Pand(emic)emonium
I’ve been worrying about the novel coronavirus for nearly a month, for most of which time people seemed to think I was kind of nuts and overblowing the situation. Obviously, the tide has turned on that in the last few days, with government-mandated shutdowns, and people buying out entire supermarkets as they prepare to hunker down in social distancing mode.
Still, I don’t think measures have gone nearly far enough.

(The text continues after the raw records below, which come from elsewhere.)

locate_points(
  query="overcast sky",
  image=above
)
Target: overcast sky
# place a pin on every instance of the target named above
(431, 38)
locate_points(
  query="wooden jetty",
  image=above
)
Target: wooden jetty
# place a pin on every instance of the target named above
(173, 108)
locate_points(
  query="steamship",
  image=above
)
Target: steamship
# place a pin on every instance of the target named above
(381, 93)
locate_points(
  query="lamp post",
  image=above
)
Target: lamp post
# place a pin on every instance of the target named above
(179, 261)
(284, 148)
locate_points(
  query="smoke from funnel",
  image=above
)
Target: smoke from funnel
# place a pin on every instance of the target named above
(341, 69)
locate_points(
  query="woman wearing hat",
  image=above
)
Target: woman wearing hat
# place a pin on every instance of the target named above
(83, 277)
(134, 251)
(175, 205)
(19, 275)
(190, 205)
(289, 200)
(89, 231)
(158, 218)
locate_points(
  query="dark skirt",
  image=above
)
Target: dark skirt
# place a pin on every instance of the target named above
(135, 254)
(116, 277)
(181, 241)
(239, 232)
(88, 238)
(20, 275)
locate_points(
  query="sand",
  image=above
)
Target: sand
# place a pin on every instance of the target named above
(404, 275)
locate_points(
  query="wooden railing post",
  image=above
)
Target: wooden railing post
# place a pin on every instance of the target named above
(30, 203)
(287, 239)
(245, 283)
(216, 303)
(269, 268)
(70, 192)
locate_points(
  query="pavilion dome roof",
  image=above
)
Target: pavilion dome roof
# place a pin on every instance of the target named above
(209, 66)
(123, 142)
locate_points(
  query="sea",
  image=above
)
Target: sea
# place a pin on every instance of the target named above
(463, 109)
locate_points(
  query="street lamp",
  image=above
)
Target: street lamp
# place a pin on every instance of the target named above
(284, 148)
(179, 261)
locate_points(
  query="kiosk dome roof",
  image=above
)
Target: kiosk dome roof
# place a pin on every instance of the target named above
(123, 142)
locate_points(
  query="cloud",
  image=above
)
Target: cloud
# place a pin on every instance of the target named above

And, given how spectacularly we’ve also dropped the ball on testing, I don’t think people really understand how bad things are about to get, nor for how long.
Part of that is a limitation of human brains: we’re terrible at emotionally understanding math, especially when it involves exponential growth.
Take the famous birthday paradox: how many people do you need to have in a room before there’s a better than 50% chance that two of them have the same birthday? Most people guess about 180 people – about half the number of days in the year. In fact, the answer is 23. In a room of 23 people, there’s a 50-50 chance that two of them have the same birthday. And in a room of 75 people, the odds are 99.9%. Which, even after you’ve learned the underlying math, just doesn’t seem to make any intuitive sense.
So, in talking with people about this pandemic, I’ve often fallen back on the metaphor of lilypads in a pond: imagine that you have a big pond, with a single lilypad in it on the first day. On the second day, it doubles to two lilypads. Then to four lilypads the day after. On the 100th day, the pond is entirely covered with lilypads. When is the pod 50% covered? Despite the simplicity of the math, surprisingly few people seem to realize it’s the 99th day. And almost all are shocked to learn that, on the 95th day, the pond is only about 3% covered.
All of which is to say, when things are growing exponentially, they get bigger much faster than we expect. So, even having thought a bunch about this all, and even understanding in the mathematic abstract what’s likely coming our way, I was still more than a bit shaken by this chart I recently stumbled across:
Pair that with a recent video showing what those numbers mean in terms of newspaper obituaries:
Graphs are useful but to really get what that rising curve is, have a look at the obituaries page of this Bergamo daily newspaper, comparing one from February with one from now pic.twitter.com/78mgZseyVt
— Ben Phillips (@benphillips76) March 14, 2020
Between the two, I’m definitely not feeling great about the next few weeks.